Vishvamitra is at the center of many classical legends of Hinduism.


Originally King Kaushika in ancient India, he is said to have renounced his kingdom in order to acquire spiritual powers. This involved several tests and prolonged meditations, during which he was often tempted by the celestial nymphs, apsaras – one of whom succeeded and begat a daughter, Shakuntala (who would grow up to become the heroine of an epic in her own right, and bear the son Bharat, after whom the land would be named).

The king is said to have succeeded in becoming a brahmarishi – a sage of the highest order – and earning the title Vishvamitra (literally, a friend of everyone, in Sanskrit).

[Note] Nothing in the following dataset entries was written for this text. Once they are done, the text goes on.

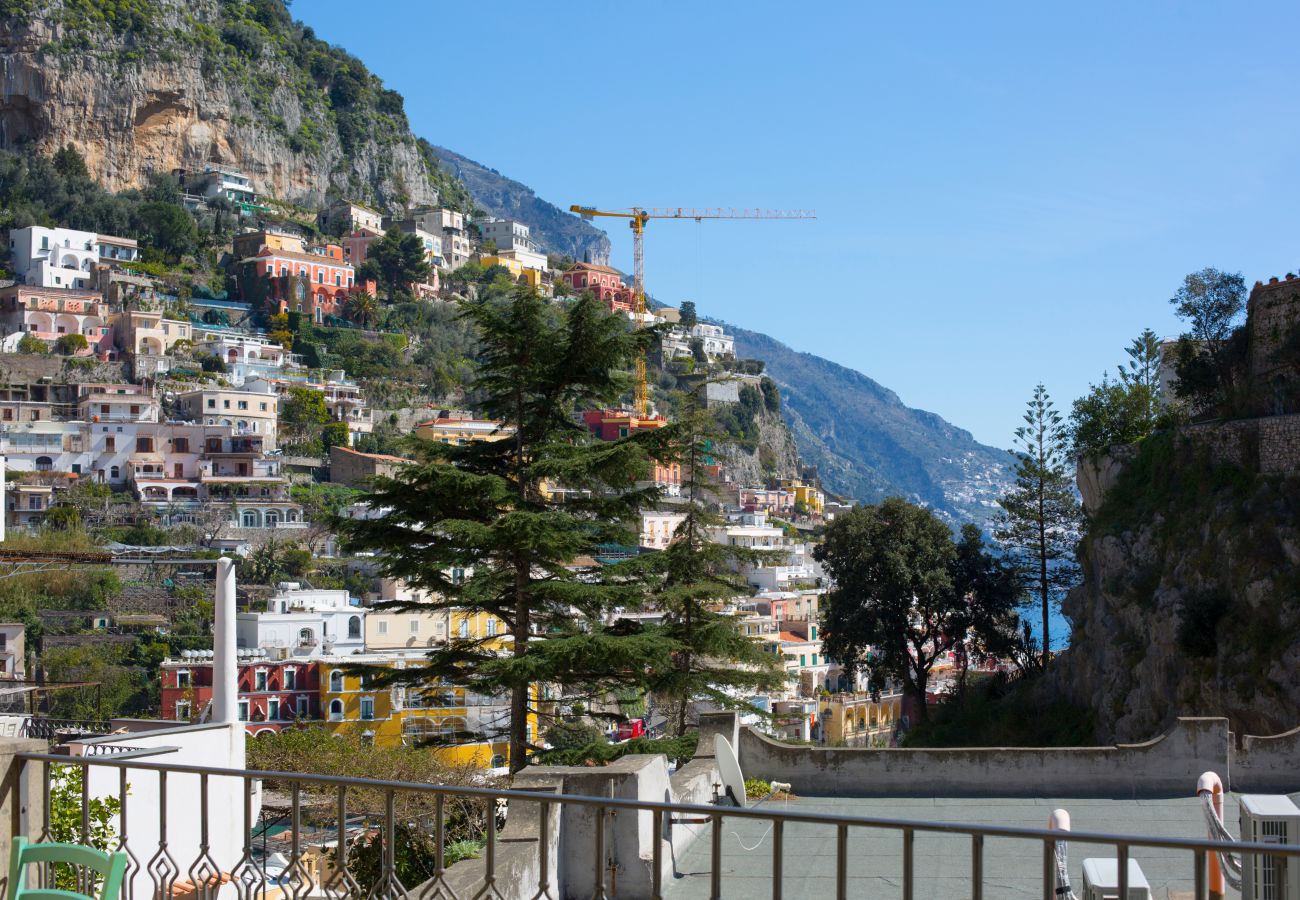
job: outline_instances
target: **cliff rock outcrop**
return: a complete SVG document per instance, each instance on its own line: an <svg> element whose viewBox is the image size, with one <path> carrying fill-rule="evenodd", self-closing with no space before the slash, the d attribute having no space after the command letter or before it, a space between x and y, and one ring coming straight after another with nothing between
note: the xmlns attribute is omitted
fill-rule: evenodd
<svg viewBox="0 0 1300 900"><path fill-rule="evenodd" d="M401 97L279 0L87 6L31 0L0 23L0 148L71 143L113 190L208 164L300 205L458 190L411 134Z"/></svg>

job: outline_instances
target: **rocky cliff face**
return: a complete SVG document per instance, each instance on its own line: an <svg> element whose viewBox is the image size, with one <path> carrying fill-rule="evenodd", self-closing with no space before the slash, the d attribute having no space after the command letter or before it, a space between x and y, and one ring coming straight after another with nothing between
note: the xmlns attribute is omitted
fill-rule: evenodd
<svg viewBox="0 0 1300 900"><path fill-rule="evenodd" d="M1103 741L1180 715L1227 716L1239 734L1300 721L1300 473L1242 425L1081 466L1091 522L1057 683Z"/></svg>
<svg viewBox="0 0 1300 900"><path fill-rule="evenodd" d="M269 197L381 206L437 199L441 176L401 97L292 22L279 0L138 0L138 15L60 0L0 23L0 148L75 145L111 189L220 164ZM120 17L120 18L119 18Z"/></svg>
<svg viewBox="0 0 1300 900"><path fill-rule="evenodd" d="M752 453L736 444L728 444L720 454L728 475L743 485L798 477L799 450L785 419L779 412L762 410L754 417L754 422L758 426L758 446Z"/></svg>

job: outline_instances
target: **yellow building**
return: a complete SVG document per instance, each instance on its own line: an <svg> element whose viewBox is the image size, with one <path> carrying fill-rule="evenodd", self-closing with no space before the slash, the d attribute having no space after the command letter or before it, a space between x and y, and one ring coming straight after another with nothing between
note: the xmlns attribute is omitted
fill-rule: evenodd
<svg viewBox="0 0 1300 900"><path fill-rule="evenodd" d="M455 415L437 416L415 426L416 437L452 446L475 441L499 441L514 433L513 426L505 426L492 419Z"/></svg>
<svg viewBox="0 0 1300 900"><path fill-rule="evenodd" d="M826 507L826 495L820 488L790 478L783 479L781 487L794 494L794 502L804 504L813 515L820 516Z"/></svg>
<svg viewBox="0 0 1300 900"><path fill-rule="evenodd" d="M519 260L511 259L509 256L484 256L479 259L479 262L483 264L483 268L485 269L490 269L493 266L501 266L510 270L510 276L514 278L515 281L522 278L528 283L529 287L536 288L537 290L542 289L541 269L534 269L525 266Z"/></svg>
<svg viewBox="0 0 1300 900"><path fill-rule="evenodd" d="M843 747L885 747L903 715L902 694L831 694L821 703L823 743Z"/></svg>
<svg viewBox="0 0 1300 900"><path fill-rule="evenodd" d="M510 753L507 697L488 697L455 685L426 688L385 687L370 676L347 671L357 665L385 666L382 657L321 660L320 702L324 726L336 733L357 734L376 747L417 746L437 738L458 741L435 752L448 763L500 767ZM418 665L419 660L413 660ZM529 717L528 739L537 737Z"/></svg>
<svg viewBox="0 0 1300 900"><path fill-rule="evenodd" d="M462 609L374 609L366 615L366 649L409 650L436 647L448 639L490 640L493 650L510 644L506 625L485 612Z"/></svg>

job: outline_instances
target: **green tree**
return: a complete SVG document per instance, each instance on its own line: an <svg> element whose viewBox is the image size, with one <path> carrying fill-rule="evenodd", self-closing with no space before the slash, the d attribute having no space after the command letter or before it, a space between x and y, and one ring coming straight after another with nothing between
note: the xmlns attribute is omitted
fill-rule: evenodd
<svg viewBox="0 0 1300 900"><path fill-rule="evenodd" d="M901 497L836 516L813 551L834 584L822 625L827 657L865 670L873 687L897 679L924 721L935 663L977 630L984 646L1011 627L1016 583L979 541L972 528L954 544L938 516Z"/></svg>
<svg viewBox="0 0 1300 900"><path fill-rule="evenodd" d="M604 732L584 719L561 720L546 729L546 743L552 750L576 750L604 740Z"/></svg>
<svg viewBox="0 0 1300 900"><path fill-rule="evenodd" d="M321 427L333 420L325 395L307 387L291 387L280 404L280 430L285 443L306 443L317 438Z"/></svg>
<svg viewBox="0 0 1300 900"><path fill-rule="evenodd" d="M1074 401L1068 432L1075 456L1104 453L1118 444L1131 444L1160 424L1160 339L1146 329L1124 350L1119 379L1103 375L1101 384Z"/></svg>
<svg viewBox="0 0 1300 900"><path fill-rule="evenodd" d="M34 334L24 334L18 339L19 353L45 354L50 352L50 345Z"/></svg>
<svg viewBox="0 0 1300 900"><path fill-rule="evenodd" d="M54 169L69 181L89 181L90 170L86 160L72 144L64 144L54 151Z"/></svg>
<svg viewBox="0 0 1300 900"><path fill-rule="evenodd" d="M254 584L275 584L282 578L303 575L311 568L309 551L275 538L262 544L248 557L248 579Z"/></svg>
<svg viewBox="0 0 1300 900"><path fill-rule="evenodd" d="M403 234L398 228L388 229L383 237L370 242L366 261L371 260L380 279L388 285L389 300L400 291L409 290L411 285L429 280L429 260L419 235Z"/></svg>
<svg viewBox="0 0 1300 900"><path fill-rule="evenodd" d="M696 325L700 324L699 313L695 311L694 300L683 300L681 307L677 310L679 315L678 324L687 331L690 331Z"/></svg>
<svg viewBox="0 0 1300 900"><path fill-rule="evenodd" d="M1202 269L1184 278L1169 302L1187 323L1175 361L1175 393L1201 406L1230 403L1241 374L1232 345L1246 309L1246 280L1240 272Z"/></svg>
<svg viewBox="0 0 1300 900"><path fill-rule="evenodd" d="M750 593L734 570L766 556L716 543L710 536L709 529L721 519L712 512L718 489L708 467L723 435L704 409L702 390L681 398L677 422L658 435L663 449L656 455L681 466L683 502L672 508L684 518L662 552L638 560L649 576L647 599L663 612L663 634L678 648L674 665L650 683L654 696L668 703L674 735L686 731L689 711L698 701L752 710L748 697L779 688L785 679L777 657L742 634L734 616L716 611L720 603Z"/></svg>
<svg viewBox="0 0 1300 900"><path fill-rule="evenodd" d="M1078 575L1074 548L1082 513L1066 469L1069 436L1041 383L1016 429L1016 482L999 503L996 537L1034 586L1043 616L1043 665L1051 655L1052 607Z"/></svg>
<svg viewBox="0 0 1300 900"><path fill-rule="evenodd" d="M61 334L54 342L54 352L60 356L76 356L89 347L90 343L84 334Z"/></svg>
<svg viewBox="0 0 1300 900"><path fill-rule="evenodd" d="M351 443L352 432L348 430L347 422L330 422L320 431L321 443L325 449L330 447L346 447Z"/></svg>
<svg viewBox="0 0 1300 900"><path fill-rule="evenodd" d="M61 844L81 844L104 853L117 849L117 817L122 801L117 797L86 797L89 831L83 836L82 788L86 778L83 766L50 766L50 840ZM84 891L78 873L66 865L54 867L54 885L62 891Z"/></svg>
<svg viewBox="0 0 1300 900"><path fill-rule="evenodd" d="M366 497L385 515L337 528L351 549L377 554L383 575L428 591L434 599L421 608L505 623L511 641L503 651L490 637L456 640L431 651L426 665L376 680L508 692L517 772L527 762L533 687L604 694L643 685L647 672L670 663L662 638L605 621L615 608L640 603L633 581L568 567L602 543L632 540L628 523L655 496L632 488L648 472L640 436L597 442L575 420L577 410L623 395L625 369L648 335L589 298L554 307L527 288L505 303L466 304L464 315L481 346L474 384L481 408L513 433L465 446L418 442L416 462L375 479ZM556 485L569 491L559 495ZM453 568L472 574L454 578Z"/></svg>
<svg viewBox="0 0 1300 900"><path fill-rule="evenodd" d="M154 200L141 205L136 213L138 230L149 244L169 262L194 253L199 247L198 226L185 207Z"/></svg>
<svg viewBox="0 0 1300 900"><path fill-rule="evenodd" d="M362 328L372 328L379 319L379 302L367 291L357 291L348 297L345 314Z"/></svg>

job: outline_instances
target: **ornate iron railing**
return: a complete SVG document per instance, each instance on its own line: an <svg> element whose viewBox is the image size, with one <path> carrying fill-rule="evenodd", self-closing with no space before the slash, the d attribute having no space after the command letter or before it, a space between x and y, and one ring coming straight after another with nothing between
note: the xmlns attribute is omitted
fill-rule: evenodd
<svg viewBox="0 0 1300 900"><path fill-rule="evenodd" d="M46 719L32 716L23 723L22 737L57 740L67 735L104 735L113 730L107 719Z"/></svg>
<svg viewBox="0 0 1300 900"><path fill-rule="evenodd" d="M400 781L382 781L372 779L343 778L330 775L304 773L266 772L243 769L220 769L196 765L169 764L142 761L138 756L128 757L67 757L53 754L23 753L18 759L24 766L43 766L45 784L45 815L40 838L51 839L50 811L50 768L54 765L76 765L83 767L80 798L81 839L89 841L92 835L92 797L89 788L89 769L91 767L115 768L118 770L118 792L115 798L119 809L116 813L117 835L115 846L110 849L127 853L129 863L123 896L127 900L149 900L151 897L180 897L194 895L196 898L213 898L223 884L232 884L240 900L269 900L272 897L289 897L294 900L306 900L309 897L327 898L366 897L366 898L419 898L419 900L454 900L457 897L468 898L520 898L520 900L540 900L561 896L577 896L577 892L566 884L557 881L556 873L559 860L552 849L548 835L552 829L560 827L561 817L555 813L564 810L574 812L575 808L592 816L594 829L590 831L590 844L584 845L583 860L593 860L589 873L582 873L582 882L590 882L594 887L585 887L582 895L596 898L652 897L661 898L665 893L665 854L671 852L665 848L669 841L656 839L669 833L667 828L680 826L699 826L697 840L708 841L710 868L709 896L724 896L723 871L723 835L724 823L732 824L737 820L749 820L766 824L771 835L771 870L768 874L771 896L780 900L789 876L784 874L786 862L786 830L791 825L816 825L828 828L834 834L834 896L844 900L849 896L849 860L850 835L861 832L889 832L899 839L902 877L901 896L903 900L914 900L917 885L916 839L918 835L947 835L965 838L969 841L970 880L965 896L973 900L983 900L986 885L985 845L990 838L1012 839L1037 845L1041 853L1041 881L1026 885L1025 896L1038 895L1043 900L1061 900L1068 895L1069 888L1061 887L1058 881L1058 845L1065 841L1088 846L1113 848L1117 862L1118 896L1129 896L1128 860L1135 849L1168 852L1182 851L1189 855L1190 881L1193 885L1191 896L1196 900L1208 900L1211 885L1207 861L1217 853L1231 850L1240 853L1246 859L1265 858L1280 863L1284 868L1300 865L1300 845L1264 844L1237 842L1226 844L1204 839L1183 839L1150 837L1128 834L1104 834L1095 832L1052 831L1046 829L1019 828L1001 825L973 825L956 822L913 821L892 818L836 816L817 812L800 812L790 809L775 808L739 808L723 805L675 804L669 802L652 802L620 799L609 796L579 796L547 792L544 789L532 790L507 789L499 787L473 785L437 785L414 784ZM193 816L199 825L197 845L183 851L169 843L169 823L167 794L169 784L178 776L196 776L198 779L197 797ZM143 778L155 779L158 802L147 805L137 811L129 789L129 781L135 783ZM169 782L172 779L173 782ZM229 796L213 798L210 790L214 779L223 783L231 781L241 784L243 828L242 846L236 849L232 858L218 860L214 856L211 835L208 828L209 814L213 804L229 804ZM271 871L268 865L269 853L258 847L259 840L267 843L267 830L263 828L259 836L259 822L254 815L254 798L259 796L262 785L275 785L281 792L281 825L283 831L277 845L285 851L285 864L277 871ZM354 799L366 798L361 802L363 809L352 805ZM402 799L404 798L404 799ZM375 802L375 801L378 802ZM410 801L417 800L421 806L419 813L413 813ZM481 848L481 867L475 869L472 889L464 878L453 877L453 867L447 865L446 849L453 840L451 819L456 815L454 805L477 804L485 812L483 845ZM522 816L530 824L536 823L535 839L519 840L507 838L510 852L518 852L522 844L528 844L535 852L535 865L529 868L528 883L519 883L498 868L502 852L502 837L498 833L501 822L500 811L509 804L506 816ZM326 809L326 807L328 807ZM614 852L614 840L607 835L609 826L620 813L645 815L649 817L650 883L645 890L620 886L615 891L611 883L608 852ZM322 825L318 821L322 814L332 820L332 824ZM137 816L156 816L158 839L156 844L148 847L134 846L130 840L131 823ZM66 821L66 810L61 811ZM419 884L403 884L399 878L398 845L402 841L402 829L419 829L427 838L431 847L431 867L427 878ZM358 842L367 841L365 846L373 849L374 856L368 866L358 867L354 864L352 850ZM563 848L563 843L560 847ZM588 850L589 846L589 850ZM177 858L177 853L189 852L191 856ZM142 858L144 854L150 854ZM237 857L237 858L235 858ZM574 866L574 857L568 857ZM1029 857L1032 858L1032 857ZM920 856L924 865L927 856ZM328 865L321 866L325 860ZM361 869L365 868L365 871ZM1277 871L1277 870L1275 870ZM751 873L752 874L752 873ZM990 873L998 878L1000 892L1005 892L1006 875ZM570 871L568 877L573 878ZM145 878L148 891L142 892L140 881ZM894 879L881 879L881 885L888 887ZM462 893L457 894L454 887L459 885ZM671 893L671 891L670 891ZM892 893L892 892L891 892ZM1278 898L1284 896L1279 893Z"/></svg>

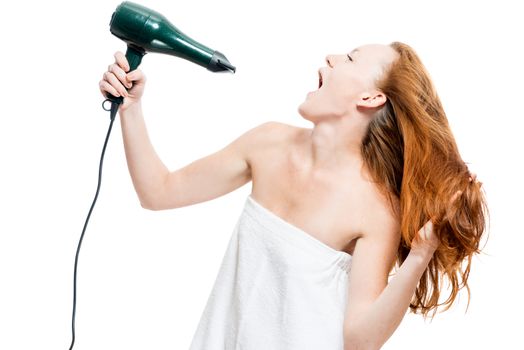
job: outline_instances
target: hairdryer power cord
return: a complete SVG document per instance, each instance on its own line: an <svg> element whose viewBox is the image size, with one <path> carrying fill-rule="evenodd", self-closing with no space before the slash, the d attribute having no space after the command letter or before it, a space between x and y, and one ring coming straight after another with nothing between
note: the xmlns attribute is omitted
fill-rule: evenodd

Retaining his royal temperament, he would display unusual anger as well as compassion – on one occasion compelling another legendary king, Rajah Harishchandra, to give up kingdom, while on another occasion creating an entire new heaven to lodge someone who had been denied entry into Paradise.

He was the mentor of the young Rama, the seventh incarnation of Vishnu according to the Hindu belief. He also received Gayatri, one of the most sacred mantras of the Vedas.
Iqbal adapted the mantra into an Urdu poem, ‘The Sun’, as early as 1902, and included it in The Call of the Marching Bell (1924). In Javid Nama (1932), Vishvamitra himself appears meditating in a cave on the Moon (caves have been a conventional preference for initiation rites, and hence the cave of Vishvamitra serves as the starting point for Iqbal’s celestial journey).